Single working parents will see their incomes plummet by a “shameful” £624 this year due to the benefit freeze, according to new research shared with HuffPost UK.
Analysis of how the 2015 welfare squeeze has hit lone parents – almost all of which (85%) are single mums – lays bare the staggering drop in real terms income for this group.
A lone parent with two children working 35 hours-a-week, earning the national living wage and claiming child and/or working tax credits, will see their overall net income fall to £624 less in real terms in 2019-20, compared to 2015-16, the analysis showed.
Former Chancellor George Osborne capped the overall amount of benefit a household could receive in 2014 to £20,000 a year, or £23,000 in Greater London, as an “incentive” to get people into work.
Most benefits are included under the cap, including universal credit, jobseekers’ allowance, income support, child benefit, housing benefit and child tax credit.
The analysis shows that, while the National Living Wage will climb to £8.21 in April, the four-year freeze on social security payments will remain in place until March 2020, dealing the huge £624 blow to their average overall income.
The Women’s Budget Group, an independent network of leading academic researchers and campaigners, said the figures showed young single mums “shoulder most of the burden” of the benefit cap. The study was commissioned by Labour using House of Commons Library data.
When presented with the research, employment minister Alok Sharma said that employment levels were at a record high.
Janet Veitch, from the WBG, said the charity was renewing its calls for the government to “think about the impact of its policies on women before they make changes, and not leave women and children dependent on food banks and other charities”.
Veitch added: “We are faced with the shameful reality now that increasing numbers slip through the inadequate safety net of social security: even in affluent areas, like Tunbridge Wells – where the food bank actually had to double its storage capacity in 2018.”
A similar study carried out by WBG had come to similar conclusions, she said. “The fact that single mothers make up 85% of those affected by the Benefit cap comes as no surprise.
“Even a cursory familiarity with patterns of poverty and deprivation in this country would have told you that single mums are disproportionately impacted by poverty and would shoulder most of the burden of the cap,” she said.
Shadow work and pensions secretary Margaret Greenwood said the analysis was proof in-work poverty was rife in Britain. She said her party would end the benefit cap and introduce a “real living wage” of £10-an-hour.
George Osborne introduced the national living wage in April 2016. It is currently £7.83-an-hour, and will rise to £8.21-an-hour from April.

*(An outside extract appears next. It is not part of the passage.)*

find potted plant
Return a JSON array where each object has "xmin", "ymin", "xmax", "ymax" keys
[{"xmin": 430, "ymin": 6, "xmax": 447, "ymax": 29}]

“The Conservatives’ social security freeze is making single working parents poorer,” said Greenwood. “Under this government, in-work poverty is rising faster than employment and more parents are struggling to make ends meet.”
Sharma did not respond to points directly raised by the analysis but said the lowest paid were seeing their incomes rising.
He said: “Thanks to the Conservatives’ action in government and people’s hard work, employment rates are at record high levels, wages are rising faster than inflation, and it’s the lowest paid seeing the fastest rises.
“We’re cutting taxes for millions of working families and businesses, and we have created and boosted the national living wage and funded the biggest pay rise for public sector workers in a decade.”